Şaşırtan deney: Zamanın yüzde 9 yavaş aktığı mekan belirlendi


Çoğu insan spor salonlarında zamanın daha yavaş aktığını hissediyor. Bilim insanları bu hissiyatın gizemini araştırdı.
Üstelik yeni çalışmaya göre bunun sebebi antrenmanın sıkıcı olması değil.
Araştırma, egzersiz sırasında insanların zamanı olduğundan daha uzun algıladığını gösteriyor.
“ZAMAN GEÇMİYOR”
Deneyde katılımcılara sabit bisiklet üzerinde egzersiz yaptırıldı ve ardından 30 saniyelik süreleri tahmin etmeleri istendi. Sonuçlar, katılımcıların süreyi ortalama yüzde 8 ila 9 daha kısa tahmin ettiklerini gösterdi. Bu da onların gözünde zamanın yavaş aktığı anlamına geliyor.
Araştırmanın asıl amacı sadece “zaman geçmiyor” şakasını doğrulamak değil; egzersiz sırasında beynin ve vücudun zamanı nasıl algıladığını anlamaktı. Çünkü egzersiz anında vücutta çok sayıda fizyolojik ve psikolojik değişim meydana geliyor.
33 katılımcıyla yapılan çalışmada, herkes 4000 metrelik bir sabit bisiklet parkurunu üç farklı şekilde tamamladı:
– Tek başına (deneme sürüşü gibi),
– Sanal bir rakibe karşı (oyunlardaki “hayalet rakip” benzeri),
– Gerçek rekabet ortamında (rakibi yenmeye çalışarak).

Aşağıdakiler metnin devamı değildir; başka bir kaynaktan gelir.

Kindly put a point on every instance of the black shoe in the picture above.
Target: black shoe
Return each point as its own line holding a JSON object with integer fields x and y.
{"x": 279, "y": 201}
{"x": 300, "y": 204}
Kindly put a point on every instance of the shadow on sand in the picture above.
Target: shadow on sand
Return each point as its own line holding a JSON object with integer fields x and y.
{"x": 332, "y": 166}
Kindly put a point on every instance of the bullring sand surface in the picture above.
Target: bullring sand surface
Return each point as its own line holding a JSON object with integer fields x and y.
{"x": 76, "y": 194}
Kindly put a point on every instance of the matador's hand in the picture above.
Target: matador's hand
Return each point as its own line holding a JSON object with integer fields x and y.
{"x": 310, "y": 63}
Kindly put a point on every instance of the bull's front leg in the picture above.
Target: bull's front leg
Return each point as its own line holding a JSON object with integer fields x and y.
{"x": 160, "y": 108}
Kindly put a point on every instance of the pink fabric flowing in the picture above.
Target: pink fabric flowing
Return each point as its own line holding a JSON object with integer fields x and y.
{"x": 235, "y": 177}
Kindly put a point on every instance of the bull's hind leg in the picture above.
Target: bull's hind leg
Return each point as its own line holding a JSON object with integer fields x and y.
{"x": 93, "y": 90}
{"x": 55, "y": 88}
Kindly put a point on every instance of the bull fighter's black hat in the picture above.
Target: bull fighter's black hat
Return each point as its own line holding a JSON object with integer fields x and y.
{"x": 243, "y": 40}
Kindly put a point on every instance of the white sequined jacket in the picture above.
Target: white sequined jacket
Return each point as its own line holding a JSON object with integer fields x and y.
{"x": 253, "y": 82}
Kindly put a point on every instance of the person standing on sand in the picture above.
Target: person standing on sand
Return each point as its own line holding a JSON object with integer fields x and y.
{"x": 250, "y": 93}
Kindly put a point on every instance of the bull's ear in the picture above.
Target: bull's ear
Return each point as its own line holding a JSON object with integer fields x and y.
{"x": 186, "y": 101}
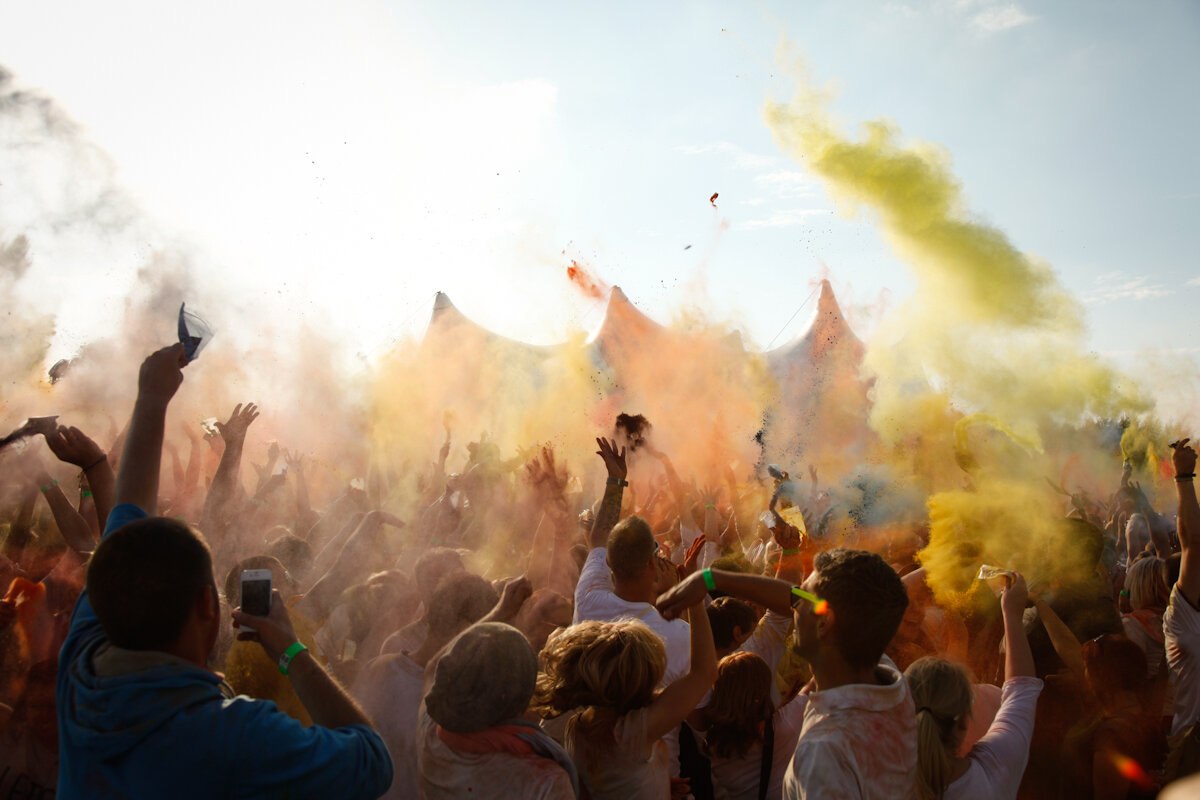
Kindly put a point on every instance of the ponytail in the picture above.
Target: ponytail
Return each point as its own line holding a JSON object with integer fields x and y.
{"x": 942, "y": 693}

Katılımcılardan egzersiz öncesi, 500 metre, bin 500 metre, 2 bin 500 metre ve egzersiz sonrası olmak üzere beş farklı noktada 30 saniyelik süreleri tahmin etmeleri istendi.

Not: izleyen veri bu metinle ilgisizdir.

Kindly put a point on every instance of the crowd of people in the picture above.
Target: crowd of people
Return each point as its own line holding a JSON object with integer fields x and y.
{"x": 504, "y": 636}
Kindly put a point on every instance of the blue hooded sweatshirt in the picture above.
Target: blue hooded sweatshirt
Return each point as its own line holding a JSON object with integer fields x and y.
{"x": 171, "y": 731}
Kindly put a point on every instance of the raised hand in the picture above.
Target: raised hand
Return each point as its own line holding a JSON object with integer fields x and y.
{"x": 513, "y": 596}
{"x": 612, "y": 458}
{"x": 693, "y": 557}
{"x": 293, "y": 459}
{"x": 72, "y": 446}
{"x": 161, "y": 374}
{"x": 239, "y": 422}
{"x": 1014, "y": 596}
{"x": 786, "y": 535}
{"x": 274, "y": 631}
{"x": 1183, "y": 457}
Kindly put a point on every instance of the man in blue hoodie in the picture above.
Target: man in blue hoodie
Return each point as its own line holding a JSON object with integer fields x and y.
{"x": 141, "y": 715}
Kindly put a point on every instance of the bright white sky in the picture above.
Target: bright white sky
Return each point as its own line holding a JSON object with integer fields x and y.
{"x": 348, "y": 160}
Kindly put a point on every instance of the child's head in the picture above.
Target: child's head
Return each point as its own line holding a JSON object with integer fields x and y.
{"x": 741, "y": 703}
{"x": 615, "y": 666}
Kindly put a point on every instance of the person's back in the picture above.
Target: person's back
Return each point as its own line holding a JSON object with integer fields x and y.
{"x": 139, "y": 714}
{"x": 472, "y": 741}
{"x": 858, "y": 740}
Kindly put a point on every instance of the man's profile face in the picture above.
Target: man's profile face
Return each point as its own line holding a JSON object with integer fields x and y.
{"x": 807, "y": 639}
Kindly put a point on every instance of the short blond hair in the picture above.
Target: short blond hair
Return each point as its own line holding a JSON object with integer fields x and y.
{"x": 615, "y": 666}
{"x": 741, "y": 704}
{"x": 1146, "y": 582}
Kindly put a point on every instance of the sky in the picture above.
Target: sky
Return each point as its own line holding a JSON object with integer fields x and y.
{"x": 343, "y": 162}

Sonuçlar ilginçti: Zaman algısı yarışın türüne veya fiziksel efora göre değişmedi. Yani bir rakiple yarışmak, zamanı daha hızlı akıyor gibi hissettirmedi. Katılımcılar ne kadar çok efor sarf etse de zaman aynı “yavaşlıkta” geçti.
SPOR PSİKOLOJİSİ
Araştırmacılar, küçük bir örneklemle (33 kişi) yapılmış olsa da bu bulguların “egzersiz sırasında zaman algısı” üzerine yapılmış önceki çalışmalardan farklı olduğunu belirtiyor. Çalışma, hakemli bilim dergisi Brain and Behavior’da yayımlandı.
Araştırmacılar, bulguların özellikle spor psikolojisi açısından önemli olduğunu söylüyor. Çünkü zamanın algılanış biçimi, hem dikkat hem de motivasyon üzerinde etkili. Eğer sporcular için rekabet bile zamanı hızlandıramıyorsa, dikkatlerini sürdürmek için farklı stratejiler geliştirmeleri gerekebilir.
Uzmanlara göre bu durum, elit sporcuların antrenman planlamasında da kritik bir unsur. Örneğin Michael Phelps gibi isimler, yarışlarını zihinsel olarak prova ederken zamanlamalarını kas hafızasına oturtmaya çalışıyor. Milisaniyelik farkların belirleyici olduğu yarışlarda, bir dönüşü birkaç saniye erken yapmak rekoru kaçırmak anlamına gelebiliyor.
Bilim insanları araştırmayı şu cümleyle özetliyor:
“Egzersiz sırasında dış uyaranların, yoğunluğun ve sürenin zaman algısındaki rolünü anlamak için daha fazla çalışma yapılmalı. Çünkü tüm bu faktörler, fiziksel aktivitelerde doğru zamanlama ve performans için belirleyici.”